Tag Archives: plans

Project Anniversary

It has been one year for the Harappa Ancestry Project. I announced it on January 17, 2011 and then moved it to its own domain on January 19.

It started out fast and furious with participants sending their data every day and I was blogging it multiple times a day. Now it has slowed down quite a bit with only one South Asian unrelated participant (not counting any Romany) in the last 2 months.

Speaking of participants, there have been a couple of complaints.

The decision to include non-South Asian participants from countries that do not neighbour the Subcontinent contradicts the Harappa Project's original inclusion criterion.

I concur with DMXX. While I'm certainly not anyone to tell Zack how to run his own show, I think the project is losing it's original focus. Accepting folks from West-Asia was also fine, given that South-Asians derive a lot of ancient ancestry from the area and thus may be deemed a secondary focus area. The same could also be said for those with partial Roma Gypsy ancestry. But, some of the runs seem to be almost entirely dominated by non-South Asian participants, who have absolutely no connection with the subcontinent. I can't help but ask on what basis these Brazilian, Belizean, Mexican, Hispanic, Somali, African-American and European participants were accepted into the project.

My approach has been to make it clear to any potential participants that my focus is on South Asia. Thus any Admixture components I have computed have been with a heavily South Asian dataset. Also, a number of PCA and clustering analyses that I do are at times limited to South Asians etc. On the other hand, I have accepted any participant who has asked to be included. I run a basic Admixture run for everyone which is a fairly automated process and sometimes include them in other analyses.

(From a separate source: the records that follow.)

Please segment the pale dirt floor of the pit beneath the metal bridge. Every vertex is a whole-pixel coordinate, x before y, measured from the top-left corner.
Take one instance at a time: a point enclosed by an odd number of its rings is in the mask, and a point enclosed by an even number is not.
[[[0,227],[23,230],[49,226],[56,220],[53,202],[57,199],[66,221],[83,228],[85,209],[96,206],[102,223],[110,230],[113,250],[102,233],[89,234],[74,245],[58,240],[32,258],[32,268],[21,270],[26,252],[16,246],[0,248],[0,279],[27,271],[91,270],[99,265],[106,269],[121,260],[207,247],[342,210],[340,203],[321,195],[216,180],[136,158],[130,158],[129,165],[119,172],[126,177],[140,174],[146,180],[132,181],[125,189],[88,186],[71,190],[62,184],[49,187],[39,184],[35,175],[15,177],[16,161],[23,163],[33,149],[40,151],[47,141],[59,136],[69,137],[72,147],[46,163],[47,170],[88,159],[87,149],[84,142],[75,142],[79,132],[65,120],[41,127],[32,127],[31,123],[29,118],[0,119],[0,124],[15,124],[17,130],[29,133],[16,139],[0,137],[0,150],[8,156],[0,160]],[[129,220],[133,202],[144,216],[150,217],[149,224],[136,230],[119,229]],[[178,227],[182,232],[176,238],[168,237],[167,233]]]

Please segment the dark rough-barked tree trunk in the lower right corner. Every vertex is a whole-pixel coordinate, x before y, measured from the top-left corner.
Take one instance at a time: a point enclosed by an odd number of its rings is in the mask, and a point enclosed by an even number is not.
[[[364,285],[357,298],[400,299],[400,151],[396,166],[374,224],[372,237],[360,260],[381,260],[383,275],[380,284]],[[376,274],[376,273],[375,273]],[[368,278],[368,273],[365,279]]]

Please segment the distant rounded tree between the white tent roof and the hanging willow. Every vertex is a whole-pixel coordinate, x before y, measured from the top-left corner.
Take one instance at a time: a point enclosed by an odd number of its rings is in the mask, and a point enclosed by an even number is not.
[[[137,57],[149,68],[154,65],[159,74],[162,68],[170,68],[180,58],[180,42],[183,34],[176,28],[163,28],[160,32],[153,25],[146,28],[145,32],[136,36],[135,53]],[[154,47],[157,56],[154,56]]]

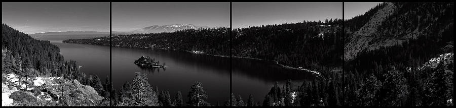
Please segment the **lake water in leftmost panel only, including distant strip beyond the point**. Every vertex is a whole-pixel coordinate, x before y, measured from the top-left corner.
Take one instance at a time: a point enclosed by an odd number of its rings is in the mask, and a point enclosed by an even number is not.
[[[82,66],[80,71],[87,75],[98,75],[101,81],[104,82],[106,76],[109,76],[109,46],[89,45],[89,44],[73,44],[62,43],[65,39],[84,39],[93,37],[102,37],[109,35],[50,35],[31,37],[39,40],[49,40],[52,44],[60,48],[60,54],[65,61],[75,60],[78,65]]]

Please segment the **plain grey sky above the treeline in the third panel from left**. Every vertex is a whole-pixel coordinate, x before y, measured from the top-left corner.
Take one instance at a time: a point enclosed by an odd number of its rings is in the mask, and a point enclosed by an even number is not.
[[[342,19],[342,3],[233,3],[233,28]]]

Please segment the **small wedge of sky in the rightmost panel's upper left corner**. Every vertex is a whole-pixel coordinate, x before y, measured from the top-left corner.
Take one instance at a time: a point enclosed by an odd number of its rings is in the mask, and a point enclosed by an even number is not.
[[[381,2],[346,2],[345,4],[345,15],[344,19],[351,19],[358,16],[359,14],[364,14],[374,8]]]

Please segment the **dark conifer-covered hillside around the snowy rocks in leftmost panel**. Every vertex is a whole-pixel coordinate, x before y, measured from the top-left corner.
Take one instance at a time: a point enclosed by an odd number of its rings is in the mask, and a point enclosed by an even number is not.
[[[108,85],[109,82],[102,84],[98,76],[92,77],[91,75],[81,73],[79,71],[80,66],[78,63],[71,60],[65,61],[59,51],[59,47],[51,44],[49,41],[33,39],[25,33],[15,30],[6,24],[2,24],[2,78],[5,79],[2,80],[2,83],[6,84],[6,86],[15,86],[22,92],[31,92],[35,93],[35,95],[39,95],[40,90],[27,89],[28,85],[33,84],[29,79],[37,77],[63,77],[75,79],[78,83],[83,85],[90,85],[98,92],[95,94],[108,97],[108,95],[106,95],[108,94],[108,90],[106,90],[108,88],[103,88],[103,85]],[[25,83],[9,83],[6,80],[7,75],[17,75],[16,80]],[[58,83],[60,82],[53,82],[53,84]],[[77,95],[72,96],[74,97]],[[21,101],[20,99],[24,98],[17,99],[19,99],[17,101]],[[29,101],[16,105],[30,105],[34,102],[36,101]],[[103,102],[101,101],[93,101],[90,105],[101,105],[102,103]],[[57,104],[68,105],[72,103]]]

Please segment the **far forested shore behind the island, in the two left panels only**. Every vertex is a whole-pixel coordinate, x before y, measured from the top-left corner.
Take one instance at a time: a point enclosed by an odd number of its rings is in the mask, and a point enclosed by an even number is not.
[[[112,46],[136,48],[164,48],[229,55],[229,28],[185,29],[176,32],[114,35]],[[109,45],[109,37],[68,39],[63,42]]]

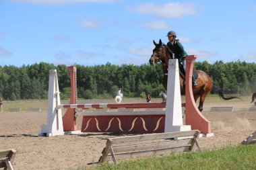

Let me illustrate with an example. I am working on a new Admixture calculator. For computing the components, I am using all the South Asian project participants in addition to reference datasets. I am going to select the data for that in such a way that we get Admixture components which gives us a better idea of South Asian genetic ancestry.

While participation in the project has slowed down, the research on South Asian genetics has picked up. We had the Metspalu et al paper and dataset. Also. 1000genomes is expected to release 400 South Asian samples (100 Lahori Punjabis, 100 Bangladeshis, 100 Sri Lankan Tamil and 100 Indian Telegu) over the summer.